October 26, 2008 / Economic View / New York Times
But Have We Learned Enough?
By N. GREGORY MANKIW
Like most economists, those at the International Monetary Fund are lowering their growth forecasts. The financial turmoil gripping Wall Street will probably spill over onto every other street in America. Most likely, current job losses are only the tip of an ugly iceberg.
But when Olivier Blanchard, the I.M.F.'s chief economist, was asked about the possibility of the world sinking into another Great Depression, he reassuringly replied that the chance was "nearly nil." He added, "We've learned a few things in 80years."
Yes, we have. But have we learned what caused the Depression of the 1930s? Most important, have we learned enough to avoid doing the same thing again?
The Depression began, to a large extent, as a garden-variety downturn. [a big ellipsis here, where Mankiw scetches a conventional story about the onset of the Depression]
The banking panics put downward pressure on economic activity in two ways. First, they put fear into the hearts of depositors. Many people concluded that cash in their mattresses was wiser than accounts at local banks.
As they withdrew their funds, the banking system's normal lending and money creation went into reverse. The money supply collapsed, resulting in a 24 percent drop in the consumer price index from 1929 to 1933. This deflation pushed up the real burden of households' debts.
Second, the disappearance of so many banks made credit hard to come by. Small businesses often rely on established relationships with local bankers when they need loans, either to tide them over in tough times or for business expansion. With so many of those relationships interrupted at the same time, the economy's ability to channel financial resources toward their best use was seriously impaired....
Less successful were various market interventions. According to a study by the economists Harold L. Cole and Lee E. Ohanian, both of the University of California, Los Angeles, and the Federal Reserve Bank of Minneapolis, President Roosevelt made things worse when he encouraged the formation of cartels through the National Industrial Recovery Act of 1933. Similarly, they argue, the National Labor Relations Act of 1935 strengthened organized labor but weakened the recovery by impeding market forces....<
Here we see a big contradiction! Above, Mankiw first blames deflation (steadily falling prices) for being a major force pushing the US economy into Depression. Then, he blames FDR for fighting deflation! Note that at the time, many policy-oriented economists were explicitly in favor of preventing deflation (and instead in favor of "reflation"). Though they were often often unorthodox, their reasons were very similar to those of Irving Fisher, a famous and very orthodox economist of the time: to quote Mankiw, "deflation pushe[s] up the real burden of households' debts."
Now, it may be that if we looked deeper into this question, there's no contradiction here, but he doesn't address the issue at all. He instead seems to be assuming the standard economics BS about falling prices being a good thing at the macro level. This should be called "knee-jerk economics."

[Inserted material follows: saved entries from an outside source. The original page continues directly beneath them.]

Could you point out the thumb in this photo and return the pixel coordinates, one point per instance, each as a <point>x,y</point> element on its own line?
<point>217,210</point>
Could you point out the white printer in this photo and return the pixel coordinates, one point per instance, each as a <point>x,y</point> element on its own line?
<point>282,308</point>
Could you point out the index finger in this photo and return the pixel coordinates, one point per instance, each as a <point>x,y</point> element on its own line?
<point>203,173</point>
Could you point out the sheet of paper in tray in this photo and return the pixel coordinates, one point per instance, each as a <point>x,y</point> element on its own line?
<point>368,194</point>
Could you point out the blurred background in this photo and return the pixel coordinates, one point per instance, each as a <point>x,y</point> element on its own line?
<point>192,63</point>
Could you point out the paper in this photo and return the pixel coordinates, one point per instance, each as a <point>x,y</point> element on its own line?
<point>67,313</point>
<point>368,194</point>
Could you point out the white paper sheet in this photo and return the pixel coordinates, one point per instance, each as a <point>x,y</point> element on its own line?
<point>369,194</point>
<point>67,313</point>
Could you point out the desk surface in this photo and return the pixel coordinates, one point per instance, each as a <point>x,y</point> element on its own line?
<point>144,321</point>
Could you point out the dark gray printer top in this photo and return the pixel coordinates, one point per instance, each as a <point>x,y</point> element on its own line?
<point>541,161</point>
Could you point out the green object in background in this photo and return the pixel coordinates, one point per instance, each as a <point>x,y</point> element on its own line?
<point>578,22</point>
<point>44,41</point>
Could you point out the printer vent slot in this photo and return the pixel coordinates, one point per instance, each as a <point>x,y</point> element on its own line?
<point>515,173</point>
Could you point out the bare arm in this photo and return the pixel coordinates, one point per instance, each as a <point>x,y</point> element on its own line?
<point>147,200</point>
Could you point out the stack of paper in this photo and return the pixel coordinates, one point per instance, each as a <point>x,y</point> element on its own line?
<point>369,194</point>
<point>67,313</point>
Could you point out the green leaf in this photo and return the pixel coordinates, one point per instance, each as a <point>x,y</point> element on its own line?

He continues:... three researchers show that the leading economists at the time, at competing forecasting services run by Harvard and Yale, were caught completely by surprise by the severity and length of the Great Depression. What's worse, despite many advances in the tools of economic analysis, modern economists armed with the data from the time would not have forecast much better. In other words, even if another Depression were around the corner, you shouldn't expect much advance warning from the economics profession.
Let me be clear: Like Mr. Blanchard at the I.M.F., I am not predicting another Great Depression. We have indeed learned a lot over the last 80 years. But you should take that economic forecast, like all others, with more than a single grain of salt.
It's about time! This Harvard elite economist is actually expressing modesty, something he's never been good at. So the financial melt-down has had at least positive effect.